Is a robot uprising coming in 2015?

Maybe – but only to show you up at the arcade.

Led by researchers Demis Hassabis and Volodymyr Mnih, Google-owned DeepMind Technologies has created an artificial intelligence capable of playing simple video games with minimal training. They described their breakthrough today in Nature.

Dubbed the deep Q-network agent (or DQN), DeepMind’s program can play a number of popular Atari 2600 titles, including ‘Pong,’ ‘Space Invaders,’ and ‘Breakout.’ According to the study, it is “the first artificial agent that is capable of learning to excel at a diverse array of challenging tasks.”

Video game-playing AI already exists, as any lonely gamer can tell you. In the absence of a real human opponent, most games allow players to challenge the “computer.” But in those games, the AI is endowed with a series of specific rules that guide its behavior. DQN, on the other hand, is given only one objective – maximize the score. From there, it “watches” the gameplay to learn new strategies in real time. Like the human brain, it learns from experience.

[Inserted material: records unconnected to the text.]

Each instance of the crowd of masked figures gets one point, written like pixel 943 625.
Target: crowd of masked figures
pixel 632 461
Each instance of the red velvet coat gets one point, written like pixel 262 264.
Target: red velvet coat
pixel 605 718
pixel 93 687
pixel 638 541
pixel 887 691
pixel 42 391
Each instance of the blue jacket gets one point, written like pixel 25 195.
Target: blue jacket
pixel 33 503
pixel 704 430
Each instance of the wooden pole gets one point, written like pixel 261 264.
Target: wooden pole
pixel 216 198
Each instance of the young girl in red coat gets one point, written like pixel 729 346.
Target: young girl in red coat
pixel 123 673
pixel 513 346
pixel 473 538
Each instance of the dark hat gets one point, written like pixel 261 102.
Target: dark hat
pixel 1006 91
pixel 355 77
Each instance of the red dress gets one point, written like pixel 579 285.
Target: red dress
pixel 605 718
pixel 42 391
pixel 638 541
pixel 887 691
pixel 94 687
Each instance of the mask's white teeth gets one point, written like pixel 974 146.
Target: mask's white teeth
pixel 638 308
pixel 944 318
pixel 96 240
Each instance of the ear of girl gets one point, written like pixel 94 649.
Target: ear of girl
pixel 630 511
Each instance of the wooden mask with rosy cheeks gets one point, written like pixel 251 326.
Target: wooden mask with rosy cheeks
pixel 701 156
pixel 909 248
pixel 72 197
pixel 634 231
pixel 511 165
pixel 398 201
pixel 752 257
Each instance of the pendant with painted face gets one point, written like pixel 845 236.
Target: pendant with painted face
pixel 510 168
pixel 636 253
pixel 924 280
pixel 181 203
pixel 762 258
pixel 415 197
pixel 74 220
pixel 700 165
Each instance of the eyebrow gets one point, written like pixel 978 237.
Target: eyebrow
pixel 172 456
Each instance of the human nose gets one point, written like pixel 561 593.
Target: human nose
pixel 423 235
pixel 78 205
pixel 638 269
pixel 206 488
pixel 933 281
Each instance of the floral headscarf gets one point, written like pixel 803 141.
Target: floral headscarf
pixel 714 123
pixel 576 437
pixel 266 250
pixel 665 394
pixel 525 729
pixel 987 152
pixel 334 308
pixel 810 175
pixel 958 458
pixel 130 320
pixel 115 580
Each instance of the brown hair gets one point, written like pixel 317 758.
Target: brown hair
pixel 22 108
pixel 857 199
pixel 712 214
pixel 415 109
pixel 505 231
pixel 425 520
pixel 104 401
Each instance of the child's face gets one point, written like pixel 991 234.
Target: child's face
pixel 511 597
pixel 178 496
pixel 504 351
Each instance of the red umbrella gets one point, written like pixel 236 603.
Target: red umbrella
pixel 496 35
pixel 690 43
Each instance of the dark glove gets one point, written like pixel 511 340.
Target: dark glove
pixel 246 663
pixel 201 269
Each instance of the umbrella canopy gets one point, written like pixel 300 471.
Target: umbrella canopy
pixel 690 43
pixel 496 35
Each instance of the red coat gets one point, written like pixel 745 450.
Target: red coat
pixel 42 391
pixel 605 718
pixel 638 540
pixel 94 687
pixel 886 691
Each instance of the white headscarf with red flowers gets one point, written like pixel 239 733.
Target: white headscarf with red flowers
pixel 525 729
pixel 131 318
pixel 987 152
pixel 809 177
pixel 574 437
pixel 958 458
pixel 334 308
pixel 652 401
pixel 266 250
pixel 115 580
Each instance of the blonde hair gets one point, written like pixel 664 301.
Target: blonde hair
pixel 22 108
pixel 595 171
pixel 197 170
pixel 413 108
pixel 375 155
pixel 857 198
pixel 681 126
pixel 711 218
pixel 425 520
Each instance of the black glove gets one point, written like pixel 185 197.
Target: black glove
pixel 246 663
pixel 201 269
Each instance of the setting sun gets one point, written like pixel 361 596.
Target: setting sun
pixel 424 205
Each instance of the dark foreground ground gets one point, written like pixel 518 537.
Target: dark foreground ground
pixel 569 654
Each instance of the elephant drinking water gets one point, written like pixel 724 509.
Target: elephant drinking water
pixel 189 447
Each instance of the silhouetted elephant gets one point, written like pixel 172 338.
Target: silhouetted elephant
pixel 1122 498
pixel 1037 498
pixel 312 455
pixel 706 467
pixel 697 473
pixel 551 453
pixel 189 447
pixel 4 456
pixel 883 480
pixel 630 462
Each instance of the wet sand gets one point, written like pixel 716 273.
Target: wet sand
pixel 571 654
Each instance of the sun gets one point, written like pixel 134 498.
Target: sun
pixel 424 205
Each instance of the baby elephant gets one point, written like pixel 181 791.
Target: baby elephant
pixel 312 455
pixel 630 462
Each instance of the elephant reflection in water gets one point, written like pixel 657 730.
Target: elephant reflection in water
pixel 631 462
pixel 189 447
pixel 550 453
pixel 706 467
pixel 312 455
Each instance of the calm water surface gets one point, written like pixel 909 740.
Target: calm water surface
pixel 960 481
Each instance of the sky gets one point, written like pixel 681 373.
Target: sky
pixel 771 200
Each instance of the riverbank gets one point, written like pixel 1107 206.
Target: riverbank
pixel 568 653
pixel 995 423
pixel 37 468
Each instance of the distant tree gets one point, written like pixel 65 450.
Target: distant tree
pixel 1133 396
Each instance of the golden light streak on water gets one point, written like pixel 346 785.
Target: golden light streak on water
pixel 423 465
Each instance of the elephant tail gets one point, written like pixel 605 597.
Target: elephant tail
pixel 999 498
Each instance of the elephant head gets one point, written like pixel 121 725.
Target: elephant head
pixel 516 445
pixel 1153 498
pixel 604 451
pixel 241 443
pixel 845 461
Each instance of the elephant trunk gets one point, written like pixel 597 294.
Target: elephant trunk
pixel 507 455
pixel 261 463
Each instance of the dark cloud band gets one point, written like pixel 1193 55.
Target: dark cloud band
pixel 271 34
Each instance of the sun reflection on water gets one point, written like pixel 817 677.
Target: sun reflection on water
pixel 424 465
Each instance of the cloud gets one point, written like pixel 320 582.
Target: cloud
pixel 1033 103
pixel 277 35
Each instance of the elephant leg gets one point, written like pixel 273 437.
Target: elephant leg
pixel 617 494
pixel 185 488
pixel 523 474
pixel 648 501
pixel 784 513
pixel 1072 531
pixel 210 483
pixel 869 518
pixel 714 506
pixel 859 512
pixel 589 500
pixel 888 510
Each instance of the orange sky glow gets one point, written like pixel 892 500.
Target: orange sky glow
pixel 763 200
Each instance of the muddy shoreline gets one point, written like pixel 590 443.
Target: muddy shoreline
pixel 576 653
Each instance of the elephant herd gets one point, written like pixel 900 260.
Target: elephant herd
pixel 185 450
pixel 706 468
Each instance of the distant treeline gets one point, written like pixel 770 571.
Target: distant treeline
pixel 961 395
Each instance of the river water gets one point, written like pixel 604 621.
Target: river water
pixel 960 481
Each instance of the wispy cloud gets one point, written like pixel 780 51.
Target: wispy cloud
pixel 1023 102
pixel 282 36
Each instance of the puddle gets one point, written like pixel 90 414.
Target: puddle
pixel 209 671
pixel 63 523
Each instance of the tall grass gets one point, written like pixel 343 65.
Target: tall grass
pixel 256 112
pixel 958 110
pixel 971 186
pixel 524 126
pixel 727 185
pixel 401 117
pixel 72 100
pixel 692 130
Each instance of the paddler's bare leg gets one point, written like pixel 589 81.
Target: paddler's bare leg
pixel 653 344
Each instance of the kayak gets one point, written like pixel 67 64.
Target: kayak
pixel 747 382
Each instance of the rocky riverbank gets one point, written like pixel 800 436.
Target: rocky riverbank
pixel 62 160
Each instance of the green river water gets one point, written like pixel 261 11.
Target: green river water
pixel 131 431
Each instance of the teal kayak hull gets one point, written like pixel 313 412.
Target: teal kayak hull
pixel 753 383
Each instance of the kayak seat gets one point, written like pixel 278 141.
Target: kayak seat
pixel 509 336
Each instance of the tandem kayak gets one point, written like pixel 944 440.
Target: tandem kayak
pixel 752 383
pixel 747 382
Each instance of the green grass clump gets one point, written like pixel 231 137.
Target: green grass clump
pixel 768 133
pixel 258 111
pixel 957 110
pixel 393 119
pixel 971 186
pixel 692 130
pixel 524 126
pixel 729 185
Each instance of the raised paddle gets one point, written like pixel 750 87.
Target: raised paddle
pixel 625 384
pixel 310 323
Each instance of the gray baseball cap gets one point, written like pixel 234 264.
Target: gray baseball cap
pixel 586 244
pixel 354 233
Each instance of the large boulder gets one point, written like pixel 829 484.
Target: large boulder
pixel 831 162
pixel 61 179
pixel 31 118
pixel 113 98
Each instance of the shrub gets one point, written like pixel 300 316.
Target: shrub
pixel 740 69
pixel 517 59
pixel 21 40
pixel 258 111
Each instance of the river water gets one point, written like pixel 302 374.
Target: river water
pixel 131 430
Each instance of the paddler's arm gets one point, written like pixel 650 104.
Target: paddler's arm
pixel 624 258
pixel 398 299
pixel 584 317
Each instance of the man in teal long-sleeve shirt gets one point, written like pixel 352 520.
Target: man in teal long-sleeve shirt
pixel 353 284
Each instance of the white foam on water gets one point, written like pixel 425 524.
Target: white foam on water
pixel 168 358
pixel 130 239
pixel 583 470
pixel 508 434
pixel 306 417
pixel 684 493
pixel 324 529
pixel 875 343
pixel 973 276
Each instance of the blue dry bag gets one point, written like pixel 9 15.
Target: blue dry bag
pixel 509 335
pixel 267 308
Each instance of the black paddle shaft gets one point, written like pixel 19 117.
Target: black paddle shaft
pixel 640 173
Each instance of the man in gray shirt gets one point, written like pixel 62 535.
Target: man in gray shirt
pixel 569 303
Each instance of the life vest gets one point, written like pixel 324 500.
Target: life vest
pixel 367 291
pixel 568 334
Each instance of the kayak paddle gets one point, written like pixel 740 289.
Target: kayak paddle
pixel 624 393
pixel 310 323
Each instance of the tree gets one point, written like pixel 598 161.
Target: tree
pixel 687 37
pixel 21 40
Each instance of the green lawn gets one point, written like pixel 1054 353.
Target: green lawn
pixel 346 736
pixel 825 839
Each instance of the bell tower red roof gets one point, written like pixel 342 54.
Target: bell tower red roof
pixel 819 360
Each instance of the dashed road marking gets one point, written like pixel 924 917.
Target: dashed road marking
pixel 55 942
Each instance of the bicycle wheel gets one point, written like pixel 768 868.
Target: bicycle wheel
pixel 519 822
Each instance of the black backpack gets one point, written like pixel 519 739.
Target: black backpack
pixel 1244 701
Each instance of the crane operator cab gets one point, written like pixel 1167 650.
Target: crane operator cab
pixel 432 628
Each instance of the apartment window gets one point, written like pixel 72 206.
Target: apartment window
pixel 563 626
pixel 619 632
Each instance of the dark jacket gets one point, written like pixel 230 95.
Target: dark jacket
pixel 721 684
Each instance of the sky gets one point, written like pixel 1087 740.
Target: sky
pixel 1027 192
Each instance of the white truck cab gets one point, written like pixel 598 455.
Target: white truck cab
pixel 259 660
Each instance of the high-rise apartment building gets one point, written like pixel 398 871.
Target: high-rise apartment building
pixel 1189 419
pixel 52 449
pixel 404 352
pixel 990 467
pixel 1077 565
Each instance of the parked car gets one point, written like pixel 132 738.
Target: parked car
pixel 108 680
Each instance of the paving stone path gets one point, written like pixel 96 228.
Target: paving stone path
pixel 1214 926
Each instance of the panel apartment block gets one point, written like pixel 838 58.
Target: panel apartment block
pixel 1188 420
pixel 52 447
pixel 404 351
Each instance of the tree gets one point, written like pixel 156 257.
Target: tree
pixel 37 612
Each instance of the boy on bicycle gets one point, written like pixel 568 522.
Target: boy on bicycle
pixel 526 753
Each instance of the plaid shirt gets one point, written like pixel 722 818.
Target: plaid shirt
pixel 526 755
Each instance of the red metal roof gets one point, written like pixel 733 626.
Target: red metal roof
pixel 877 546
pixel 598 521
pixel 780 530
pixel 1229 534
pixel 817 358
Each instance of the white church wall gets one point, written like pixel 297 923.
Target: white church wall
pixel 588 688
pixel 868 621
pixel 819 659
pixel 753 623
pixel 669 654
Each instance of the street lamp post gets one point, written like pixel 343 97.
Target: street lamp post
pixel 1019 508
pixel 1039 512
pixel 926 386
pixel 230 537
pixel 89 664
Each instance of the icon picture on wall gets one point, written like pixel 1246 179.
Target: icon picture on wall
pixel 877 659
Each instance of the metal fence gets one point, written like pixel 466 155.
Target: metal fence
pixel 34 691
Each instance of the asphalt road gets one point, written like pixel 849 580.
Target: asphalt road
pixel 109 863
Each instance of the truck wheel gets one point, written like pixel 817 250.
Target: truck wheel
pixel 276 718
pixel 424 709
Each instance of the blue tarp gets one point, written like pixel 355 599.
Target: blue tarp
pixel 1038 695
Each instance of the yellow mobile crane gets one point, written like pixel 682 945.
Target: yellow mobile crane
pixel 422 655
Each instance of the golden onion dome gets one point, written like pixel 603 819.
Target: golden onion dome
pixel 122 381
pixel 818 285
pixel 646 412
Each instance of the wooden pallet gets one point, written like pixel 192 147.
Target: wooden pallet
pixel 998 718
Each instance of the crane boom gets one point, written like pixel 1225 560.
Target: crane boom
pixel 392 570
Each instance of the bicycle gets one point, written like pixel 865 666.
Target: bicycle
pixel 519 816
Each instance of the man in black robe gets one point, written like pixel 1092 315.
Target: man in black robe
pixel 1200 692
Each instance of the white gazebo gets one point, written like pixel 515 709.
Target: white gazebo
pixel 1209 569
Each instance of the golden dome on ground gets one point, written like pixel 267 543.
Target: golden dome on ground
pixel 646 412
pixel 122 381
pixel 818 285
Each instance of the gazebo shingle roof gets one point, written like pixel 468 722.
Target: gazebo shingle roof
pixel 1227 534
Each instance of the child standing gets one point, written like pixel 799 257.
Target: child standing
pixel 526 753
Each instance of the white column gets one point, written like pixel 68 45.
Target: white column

“It looks trivial in the sense that these are games from the 80s and you can write solutions to these games quite easily,” Dr. Hassabis, who co-founded DeepMind, told BBC. “What is not trivial is to have one single system that can learn from the pixels, as perceptual inputs, what to do. The same system can play 49 different games from the box without any pre-programming. You literally give it a new game, a new screen and it figures out after a few hours of gameplay what to do.”

Perhaps more impressively, DQN can take these strategies and apply them to games it hasn’t played before. In other words, when DQN gets better at one video game, it’s actually getting better at a whole host of games.

The program is far from perfect, however. While it rivals human players in action-oriented games, it struggles with more open-ended titles.

“Games where the system doesn't do well are ones that require long-term planning,” Dr. Mnih told NBC. “For instance, in Ms. Pac-Man, if you have to get to the other side of the maze you have to perform quite sophisticated pathfinding and avoid ghosts to get there.”

As DeepMind prepares DQN for ever more complex gameplay, an even greater potential waits on the horizon. Even more so than chess, video games can provide a model of the real world – one that requires intricate, adaptive decision-making. Researchers remain silent on exactly what real-world functions they have planned, but slyly noted that their program could someday drive a real car with “a few tweaks.” Does that mean DQN could go from Mario Kart champ to digital chauffeur? Only time will tell.